Gasto público do governo tem, em geral, três fontes de financiamento: arrecadação, endividamento e emissão monetária.| Foto: Marcelo Andrade/Gazeta do Povo

Até o início da pandemia, dizia-se que o governo brasileiro estava quebrado. O Estado não tinha dinheiro para estimular a economia, nem para implementar programas sociais ambiciosos. Após a pandemia, o que vimos foi o programa social mais ambicioso do século. O déficit primário do governo central foi de R$ 95 bilhões em 2019 e deve ultrapassar os R$ 800 bilhões em 2020. Como isso aconteceu? Como é que o dinheiro do governo acabou e depois apareceu de novo?

Muita gente viu, neste jogo de palavras, uma evidência definitiva sobre a vileza da agenda de ajuste fiscal. Como o auxílio emergencial foi possível, deduz-se que, antes da pandemia, o dinheiro não tinha acabado. Consequentemente, seguindo estas premissas, o discurso fiscalista sempre foi uma grande mentira. Discordo das premissas e da conclusão.

Na coluna de hoje, além de responder este argumento, pretendo abordar uma questão fundamental que raramente é respondida em linguagem simples, sem economês, para não-economistas: qual o limite para os gastos públicos?

Quanto o governo tem para gastar?

O limite dos gastos públicos é determinado pelas suas fontes de financiamento.

Toda despesa pública deve necessariamente ter uma fonte de financiamento. Os economistas costumam dividir em três: arrecadação, endividamento e emissão monetária. As três fontes estão associadas a seus custos. Aumentar a arrecadação através de novos impostos geralmente desestimula a atividade econômica. A dívida pública precisa ser paga, e pode sair bem cara quando associada a uma alta taxa de juros – na prática, é uma transferência intertemporal: a dívida sacrifica a arrecadação de amanhã para financiar gastos hoje. Por fim, há o caso da emissão monetária, usualmente associada à inflação.

Cada fonte de financiamento limita o gasto público de uma forma. Não pretendo me aprofundar na emissão monetária porque, por lei, o Banco Central não pode simplesmente emitir moeda para financiar o governo federal.

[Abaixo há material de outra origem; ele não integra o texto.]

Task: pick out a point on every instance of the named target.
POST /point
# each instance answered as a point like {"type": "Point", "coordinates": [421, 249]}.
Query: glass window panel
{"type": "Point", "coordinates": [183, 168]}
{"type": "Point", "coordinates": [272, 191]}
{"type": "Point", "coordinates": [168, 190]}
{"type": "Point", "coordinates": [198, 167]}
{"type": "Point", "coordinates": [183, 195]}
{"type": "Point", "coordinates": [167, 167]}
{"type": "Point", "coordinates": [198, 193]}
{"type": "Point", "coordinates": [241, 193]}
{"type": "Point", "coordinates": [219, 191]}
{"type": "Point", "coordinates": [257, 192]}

Consequentemente, temos uma resposta preliminar para o caso brasileiro: o governo só pode gastar o que consegue financiar através do aumento da arrecadação ou do déficit/dívida. Para construir uma resposta mais adequada à complexidade da pergunta, é preciso analisar o que limita essas duas fontes de financiamento. A história recente do Brasil nos fornece os exemplos necessários.

Os limites do financiamento pela arrecadação

A atual série histórica do Resultado do Tesouro Nacional começa em 1997 e, a partir daí, os números são confiáveis e comparáveis com os atuais.

De 1997 a 2007, a despesa primária do governo federal saiu de 14% para 16,9% do PIB. Já a receita cresceu mais ainda, saindo de 14,2% para 19% do PIB. Como resultado da arrecadação crescendo mais que o gasto, o superávit aumentou de 0,2% para 2,1% do PIB. É importante observar que crescer como porcentagem do PIB é mais do que crescer: o governo federal ficou mais pesado, pois cresceu mais que a economia, mais que a renda dos contribuintes.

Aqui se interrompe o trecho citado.